Letitia Bradford has always been good at getting it done, whether that was studying for her medical board exams with a newborn (“I don’t recommend it, but I got through it,” she says) or traveling from her home in the Pocket area to King City—a three-and-a-half-hour drive from Sacramento—two weeks a month to practice at the only community hospital for 100 miles.
“Medicine is hard,” says Bradford. “It’s long hours. You’re never on time for anything. You’re always rippin’ and runnin’.”
Growing up in the foster care system, she played as many sports as she could, including volleyball, basketball and softball. That introduced her to the idea of studying sports medicine.
While earning a bachelor’s degree in physical education at UC Berkeley, she participated in campus organizations like the Student National Medical Association and played club basketball. A torn ACL deepened her commitment to becoming a physician.
“My doctor had a horrible bedside manner,” Bradford recalls. “He treated me like a piece of meat. I vowed that I would never treat my patients that way.”
In medical school, she was one of only five African-American females in training in the country. After completing her residency at UCSF, she moved to Yuba City in 2005 to be closer to her ex-husband and share custody of their son, now 21. As a locum physician (a doctor who works temporarily to fill gaps in care), she was asked to work a stint at Mee Memorial Hospital, a community hospital and rural health clinic in King City.
“It’s incredible to work in such a small community,” says Bradford, who is now the hospital’s director of orthopedic services. “You spend so much time nurturing relationships with people that they really become part of your family. You hold their hands to calm them down. You care for multiple generations of the same family. You go to services for them when they die. A lot of people think we look at patients as just a problem to be solved, but they really mean something to us.”

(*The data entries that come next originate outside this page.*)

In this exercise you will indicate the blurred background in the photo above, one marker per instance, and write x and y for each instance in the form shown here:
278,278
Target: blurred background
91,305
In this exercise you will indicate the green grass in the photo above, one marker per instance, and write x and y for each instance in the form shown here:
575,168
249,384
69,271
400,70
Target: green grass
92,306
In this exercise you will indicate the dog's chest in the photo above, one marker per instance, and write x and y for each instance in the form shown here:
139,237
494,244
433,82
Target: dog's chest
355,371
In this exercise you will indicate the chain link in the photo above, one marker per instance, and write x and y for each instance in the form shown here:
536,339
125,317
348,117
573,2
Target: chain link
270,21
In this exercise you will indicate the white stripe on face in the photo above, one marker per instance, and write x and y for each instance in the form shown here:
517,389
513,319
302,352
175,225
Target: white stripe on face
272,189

Bradford encourages others to pursue their doctoring dreams. When her 6-year-old son became interested in the animated Disney Junior TV show “Doc McStuffins” (whose main character is an African-American girl who wants to be a doctor), Bradford saw an opportunity to reach future female physicians of color.
“Here was this little brown girl talking about medicine,” Bradford says. “My friends and I started talking about how we’re all like real-life Doc McStuffins.”
They formed an informal group called We Are Doc McStuffins, and Disney Junior aired “We Are Doc McStuffins” shorts featuring several real-life female physicians, including Bradford. She also helped found Artemis Medical Society, an organization of more than 2,500 female African-American physicians and medical students representing 39 states and six countries. In her work with Artemis and as a member of The Perry Initiative, which mentors young women to be leaders in medicine and engineering, Bradford hopes to inspire girls to greatness.
“So much was given to me that I need to give back,” Bradford says. “The village helped me get where I am today, so now I’m going to help the village.”